Financial-reporting legislation plays an important role in the economic life of our country. See California Bankers Ass'n v. Shultz, 416 U.S. 21, 45-49, 94 S.Ct. 1494, 1509-10, 39 L.Ed.2d 812 (1974); 47B C.J.S. Internal Revenue §§ 1042-1043. Prominent among statutes of this nature are those that require reports of substantial currency transactions. See, e.g., the Bank Secrecy or Currency and Foreign Transactions Reporting Act of 1970 (the Bank Secrecy Act), Pub.L. No. 91-508, 84 Stat. 1114 (codified as amended and revised at 31 U.S.C. §§ 5311-5326) and the Trading with the Enemy Act, 40 Stat. 411 (1917) (codified as amended at 50 U.S.C.A.App. § 5, at 49 (1990)), both of which have survived constitutional challenges. See California Bankers, supra, 416 U.S. at 77, 94 S.Ct. at 1525; United States v. Yoshida Int'l, Inc., 526 F.2d 560, 573 n. 16, 63 CCPA 15 (1975).
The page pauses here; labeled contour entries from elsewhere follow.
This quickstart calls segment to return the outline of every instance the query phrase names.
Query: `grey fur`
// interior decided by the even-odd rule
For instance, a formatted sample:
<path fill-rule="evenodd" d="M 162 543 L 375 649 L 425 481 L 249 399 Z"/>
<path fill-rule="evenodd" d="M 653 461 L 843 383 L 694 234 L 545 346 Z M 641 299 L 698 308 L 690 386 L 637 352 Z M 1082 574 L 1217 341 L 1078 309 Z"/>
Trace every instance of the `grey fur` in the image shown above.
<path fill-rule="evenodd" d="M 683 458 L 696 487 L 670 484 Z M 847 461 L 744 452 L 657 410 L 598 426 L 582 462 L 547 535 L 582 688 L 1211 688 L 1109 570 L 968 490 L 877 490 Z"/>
The record-keeping and reporting provisions of the Bank Secrecy Act were based upon congressional findings that they "have a high degree of usefulness in criminal, tax, and regulatory investigations or proceedings." See §§ 121, 123, 202 of the original act, 84 Stat. at 1116, 1118; see also § 5311 of the 1982 revision of the act, Pub.L. No. 97-258, 96 Stat. 877, 995 (codified at 31 U.S.C. § 5311).
Congress incorporated section 6050-I(a) in the Tax Reform Act of 1984, Pub.L. No. 98-369, 98 Stat. 494, in an additional effort to unearth the "underground economy" (13 Mertens, Law of Federal Income Taxation § 48.50). In section 6050-I(a)(1), Congress expanded the reporting requirements for cash transactions in excess of $10,000 to apply to "[a]ny person who is engaged in a trade or business." Extensive lobbying efforts to exempt attorneys from the reach of this amendment were unsuccessful. Appellants now seek to secure from the judiciary what their lobbyists were unable to get from Congress.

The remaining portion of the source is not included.